Researchers have found the first gene mutation that protects against Alzheimer's disease, a finding that supports a now-controversial theory about the cause of the disease and that could eventually lead to the development of new drugs to treat the disorder. The gene mutation also protects against normal dementia of aging, suggesting that the two diseases have mechanisms in common.

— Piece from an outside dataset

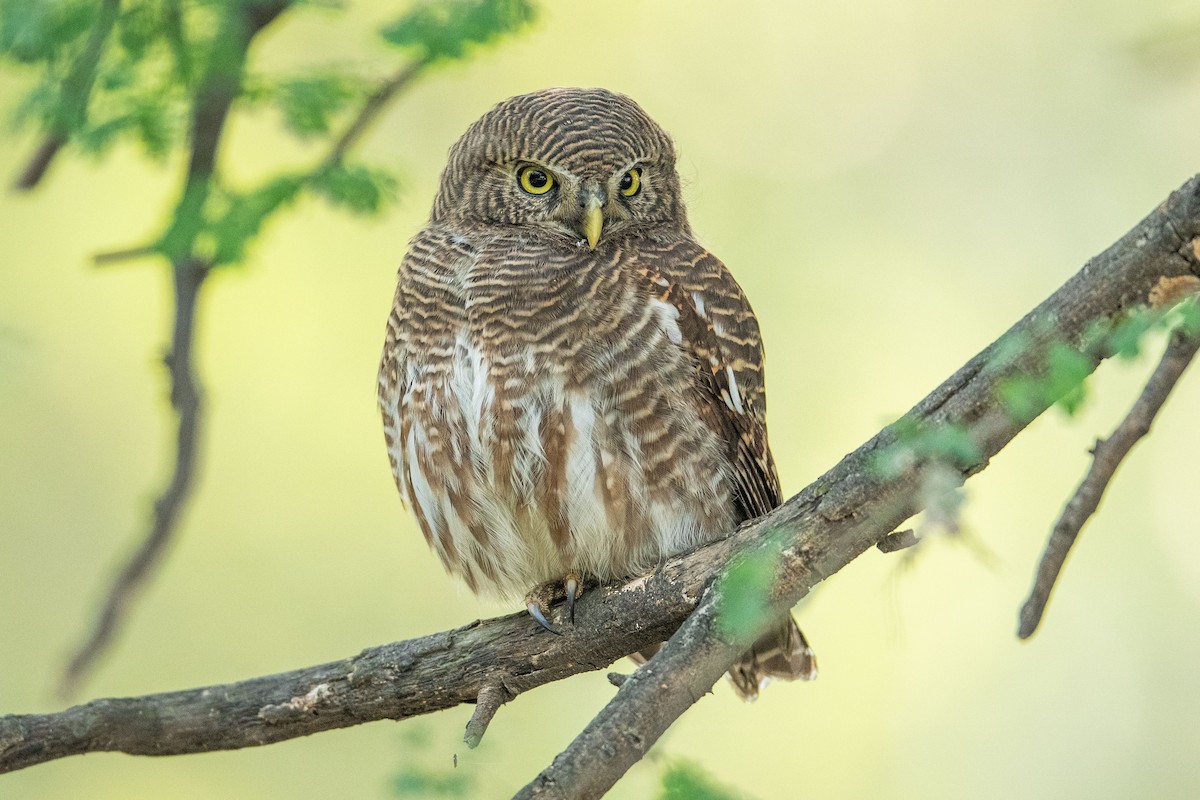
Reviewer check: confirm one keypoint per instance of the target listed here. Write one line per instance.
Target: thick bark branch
(852, 507)
(1107, 456)
(813, 535)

Alzheimer's affects an estimated 5.4 million Americans, and the prevalence increases with age: 13% of those older than 65 and 45% of those over the age of 85 have it. The disease is characterized by the buildup in the brain of particles called amyloid plaque, which are composed of a protein called amyloid beta. Amyloid beta is produced by the breakdown of a larger protein called amyloid precursor protein, or APP. Researchers have so far identified at least two dozen variants of APP that produce early-onset Alzheimer's disease in people younger than 65. The new variant, reported online Wednesday in the journal Nature, is the first that protects against Alzheimer's.
The idea that breakdown of APP causes Alzheimer's has led many pharmaceutical companies to search for drugs that could delay Alzheimer's by inhibiting the breakdown. Unfortunately, clinical trials of those drugs have been almost uniformly unsuccessful, leading many critics to doubt the theory. The new findings, however, tend to place it on firmer ground.